Rrom strasbourgeois expulsé après 26 ans en France


Le Réseau Education sans frontières (RESF 67) dénonce l'expulsion d'un Rrom sans-papiers de Strasbourg, vivant en France depuis 26 ans, qui a été placé au centre de rétention de Geispolsheim en vue d'être expulsé vers la Bosnie, a-t-on appris vendredi auprès de son avocat.

Omer Ahmetovic, 43 ans, qui avait été reconduit une première fois vers la Bosnie en novembre, a été interpellé le 17 février, peu après avoir franchi la frontière du pont de l'Europe, alors qu'il revenait en France, a expliqué Me Vincent Delattre.

Marié et père de trois jeunes enfants scolarisés à Strasbourg, Omer Ahmetovic ne possède aucune attache en ex-Yougoslavie et une grande partie de sa famille, ses frères et soeurs, vivent en France, selon l'avocat.

Deux de ses enfants, sourds profonds, ont besoin de soins particuliers.

L'épouse a vécu pendant une période avec ses enfants dans un camping car mais elle occupe actuellement un logement provisoire, selon RESF 67.

«Une demande d'asile a été déposée jeudi soir, mais elle a peu de chance d'aboutir», a-t-il indiqué, rappelant qu'une première demande avait été refusée.

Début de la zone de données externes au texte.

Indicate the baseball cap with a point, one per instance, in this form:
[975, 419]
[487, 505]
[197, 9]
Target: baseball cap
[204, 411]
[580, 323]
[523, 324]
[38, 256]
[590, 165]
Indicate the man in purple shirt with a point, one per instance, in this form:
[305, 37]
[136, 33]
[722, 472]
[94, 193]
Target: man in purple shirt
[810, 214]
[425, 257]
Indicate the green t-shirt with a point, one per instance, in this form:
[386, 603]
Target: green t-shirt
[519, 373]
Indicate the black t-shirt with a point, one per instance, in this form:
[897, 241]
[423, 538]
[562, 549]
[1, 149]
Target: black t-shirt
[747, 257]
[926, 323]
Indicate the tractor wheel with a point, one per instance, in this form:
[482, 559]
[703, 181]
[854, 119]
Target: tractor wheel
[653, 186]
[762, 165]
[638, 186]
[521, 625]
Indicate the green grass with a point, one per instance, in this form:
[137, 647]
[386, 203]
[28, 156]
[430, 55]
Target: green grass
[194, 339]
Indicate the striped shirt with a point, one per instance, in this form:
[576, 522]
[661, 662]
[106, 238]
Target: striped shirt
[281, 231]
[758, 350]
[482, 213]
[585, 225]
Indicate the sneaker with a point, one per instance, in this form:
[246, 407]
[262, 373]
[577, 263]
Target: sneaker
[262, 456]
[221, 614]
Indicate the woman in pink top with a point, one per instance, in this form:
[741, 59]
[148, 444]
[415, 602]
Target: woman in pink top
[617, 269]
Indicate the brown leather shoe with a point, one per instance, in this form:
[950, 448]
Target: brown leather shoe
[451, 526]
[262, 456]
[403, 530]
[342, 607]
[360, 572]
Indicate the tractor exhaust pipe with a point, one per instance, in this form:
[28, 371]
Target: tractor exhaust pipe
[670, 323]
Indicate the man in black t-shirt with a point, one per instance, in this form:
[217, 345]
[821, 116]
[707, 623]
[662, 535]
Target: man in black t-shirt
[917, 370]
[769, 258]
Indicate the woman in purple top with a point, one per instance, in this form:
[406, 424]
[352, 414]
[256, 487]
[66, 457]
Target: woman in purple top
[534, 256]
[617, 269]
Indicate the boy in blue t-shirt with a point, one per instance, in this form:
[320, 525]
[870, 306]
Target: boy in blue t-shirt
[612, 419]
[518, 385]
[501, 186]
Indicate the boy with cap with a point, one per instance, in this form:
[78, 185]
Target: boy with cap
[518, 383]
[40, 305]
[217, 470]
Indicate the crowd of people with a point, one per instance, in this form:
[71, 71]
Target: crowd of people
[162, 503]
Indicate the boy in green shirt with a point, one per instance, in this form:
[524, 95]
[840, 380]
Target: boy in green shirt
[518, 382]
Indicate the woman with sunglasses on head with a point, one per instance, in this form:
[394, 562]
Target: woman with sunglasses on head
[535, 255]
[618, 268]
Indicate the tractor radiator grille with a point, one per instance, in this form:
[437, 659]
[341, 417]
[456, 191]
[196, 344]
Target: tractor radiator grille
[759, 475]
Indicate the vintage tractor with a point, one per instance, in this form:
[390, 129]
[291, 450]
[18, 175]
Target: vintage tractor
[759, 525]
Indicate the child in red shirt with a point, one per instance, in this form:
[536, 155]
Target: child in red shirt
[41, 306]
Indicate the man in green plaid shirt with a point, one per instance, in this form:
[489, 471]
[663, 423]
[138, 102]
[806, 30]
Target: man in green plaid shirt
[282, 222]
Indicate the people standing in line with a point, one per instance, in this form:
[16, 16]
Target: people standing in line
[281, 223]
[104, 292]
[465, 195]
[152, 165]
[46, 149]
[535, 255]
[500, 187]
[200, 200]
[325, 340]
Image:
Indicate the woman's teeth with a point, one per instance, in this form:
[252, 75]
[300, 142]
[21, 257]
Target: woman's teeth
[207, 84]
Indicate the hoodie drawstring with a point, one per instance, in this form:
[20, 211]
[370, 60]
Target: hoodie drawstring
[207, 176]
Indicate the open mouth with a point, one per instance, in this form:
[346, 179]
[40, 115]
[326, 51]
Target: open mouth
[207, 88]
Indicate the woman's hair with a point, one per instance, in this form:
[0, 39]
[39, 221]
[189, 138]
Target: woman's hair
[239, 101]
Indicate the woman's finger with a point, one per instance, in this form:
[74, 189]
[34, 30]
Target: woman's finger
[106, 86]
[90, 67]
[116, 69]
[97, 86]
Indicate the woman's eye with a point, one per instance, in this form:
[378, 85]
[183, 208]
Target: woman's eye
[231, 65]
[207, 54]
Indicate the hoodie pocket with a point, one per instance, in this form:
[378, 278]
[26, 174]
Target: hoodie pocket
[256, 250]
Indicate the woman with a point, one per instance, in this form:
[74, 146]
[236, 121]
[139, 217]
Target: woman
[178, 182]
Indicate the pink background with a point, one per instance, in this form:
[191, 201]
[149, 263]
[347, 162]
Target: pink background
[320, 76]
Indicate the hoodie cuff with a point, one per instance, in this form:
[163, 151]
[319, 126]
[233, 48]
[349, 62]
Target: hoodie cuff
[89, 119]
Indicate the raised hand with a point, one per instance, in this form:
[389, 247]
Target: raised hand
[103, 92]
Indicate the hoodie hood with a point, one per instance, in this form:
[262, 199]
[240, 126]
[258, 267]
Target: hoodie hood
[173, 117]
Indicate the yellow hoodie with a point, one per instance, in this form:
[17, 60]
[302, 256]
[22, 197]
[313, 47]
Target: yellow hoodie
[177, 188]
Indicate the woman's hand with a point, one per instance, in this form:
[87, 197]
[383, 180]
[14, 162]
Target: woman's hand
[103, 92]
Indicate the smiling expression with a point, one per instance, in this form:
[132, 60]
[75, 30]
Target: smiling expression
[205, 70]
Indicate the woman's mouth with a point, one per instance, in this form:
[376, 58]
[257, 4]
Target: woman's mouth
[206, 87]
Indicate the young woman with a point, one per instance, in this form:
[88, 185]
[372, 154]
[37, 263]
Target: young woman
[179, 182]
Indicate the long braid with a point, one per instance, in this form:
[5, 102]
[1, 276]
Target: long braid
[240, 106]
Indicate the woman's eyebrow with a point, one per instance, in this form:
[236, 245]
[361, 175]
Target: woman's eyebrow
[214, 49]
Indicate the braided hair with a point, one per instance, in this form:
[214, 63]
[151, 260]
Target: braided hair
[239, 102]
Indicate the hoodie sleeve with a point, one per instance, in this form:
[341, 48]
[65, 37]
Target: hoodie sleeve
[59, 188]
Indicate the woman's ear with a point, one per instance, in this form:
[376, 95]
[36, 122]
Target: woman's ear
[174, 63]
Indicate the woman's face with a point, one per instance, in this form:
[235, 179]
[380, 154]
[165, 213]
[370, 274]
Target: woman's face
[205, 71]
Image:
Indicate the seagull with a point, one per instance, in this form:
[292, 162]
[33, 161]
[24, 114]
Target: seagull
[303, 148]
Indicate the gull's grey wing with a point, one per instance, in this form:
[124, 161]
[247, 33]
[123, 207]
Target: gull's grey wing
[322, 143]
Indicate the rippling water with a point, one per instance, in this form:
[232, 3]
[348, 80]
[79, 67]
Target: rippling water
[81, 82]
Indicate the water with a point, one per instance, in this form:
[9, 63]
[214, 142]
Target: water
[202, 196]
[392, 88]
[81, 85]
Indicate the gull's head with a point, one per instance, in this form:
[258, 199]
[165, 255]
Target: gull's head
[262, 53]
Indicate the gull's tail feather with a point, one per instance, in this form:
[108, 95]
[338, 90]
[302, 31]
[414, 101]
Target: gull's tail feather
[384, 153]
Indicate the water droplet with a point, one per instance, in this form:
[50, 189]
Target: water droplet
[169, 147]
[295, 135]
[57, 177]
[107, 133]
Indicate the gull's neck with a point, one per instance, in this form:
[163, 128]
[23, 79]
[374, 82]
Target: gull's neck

la semaine passée, le tribunal administratif de Strasbourg a confirmé l'arrêté de reconduite à la frontière de M. Ahmetovic.

«Le fait qu'il soit Rrom pose problème en France, mais aussi en Italie où sa femme possède un titre de séjour, car là-bas, des lois restrictives ont été votées», a-t-il rappelé. «Ce sont des gens qui n'intéressent pas les autorités», a-t-il estimé.

Une manifestation pour soutenir cette famille et d'autres sans-papiers a été organisée samedi à 18H00 à Strasbourg à l'initiative de RESF à l'occasion d'un Cercle de silence.